決定は全会一致。ただ、金融市場が混乱する中、利上げが近く一時停止される可能性があることを示唆した。

インフレを抑制するために今年あと1回の利上げが必要と想定、2023年末の政策金利の予想中央値は5.1%で、昨年12月時から変わらなかった。

しかし、2022年3月のゼロ金利解除以降の声明に「継続的な利上げが適切」との文言を含めていたが、今回、この文言を削除し、代わりに「幾分の追加的な金融政策引き締めが適切になるかもしれない」との文言を採用した。

あと1回の0.25%ポイントの利上げ後は、利上げがいったん停止される可能性があることが示唆された。

物価情勢について「インフレ率は引き続き高止まりしている」と指摘し、インフレ率を2%に引き下げることに引き続き強くコミットすると述べた。但し、「重要なことはインフレ率を2%に引き下げるのに十分な引き締め政策を取ることだ」と強調し、引き締めは利上げだけでなく、金融環境の引き締まりによってももたらされる可能性があるとした。

労働市場については「雇用の伸びはここ数カ月間で上向き、堅調なペースで進んでいる」としている。


パウエル議長は記者会見で金融システム不安に言及し、「この問題がどれだけ深刻で持続的かを検証する」とし、「マクロ経済に重大な影響を及ぼす可能性は十分にあり、それを政策に踏まえることになる」と述べた。

一方で、米金融システムの安定性について繰り返し自信を表明した。

Silicon Valley Bankの経営は大失敗だった。
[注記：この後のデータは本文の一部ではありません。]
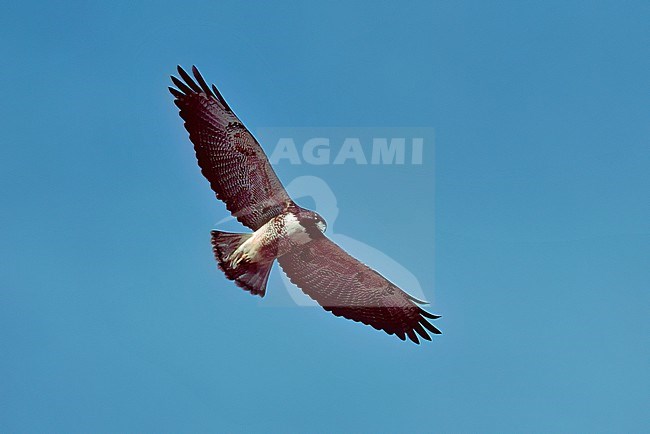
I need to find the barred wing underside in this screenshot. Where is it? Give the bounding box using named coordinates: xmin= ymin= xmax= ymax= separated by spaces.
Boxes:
xmin=169 ymin=66 xmax=291 ymax=230
xmin=278 ymin=236 xmax=440 ymax=343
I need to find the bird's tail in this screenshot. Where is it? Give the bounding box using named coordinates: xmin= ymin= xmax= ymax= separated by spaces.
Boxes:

この銀行は非常に急速に事業を拡大させ、流動性リスクと金利リスクにさらした上、そのリスクを回避することをしなかった。保険で保護されない預金の割合や国債などの金利リスクを抱えた有価証券の保有量が異常に高く、アメリカの銀行システム全体の問題ではない。」 

Silicon Valley Bankはスタートアップ業界を顧客としているが、ここ数年で預金残高を急増させ、2018年の約4倍にあたる約27兆円の預金残高となっていた。
同行は2022年からこれを長期債を中心に投資したが、FRBによる繰り返しの利上げで価値が下がり、含み損が増大した。

満期までもっておれば損失は発生しないが、顧客からの解約を受け、売却せざるを得なくなり、巨額の損失を出した。

これが明らかになり、不安を感じた顧客による預金の引き出しが相次ぎ、破綻した。「過度な短期調達、長期運用」が破綻の原因で、事前に問題が指摘されていたが、同行は対策を打たなかった。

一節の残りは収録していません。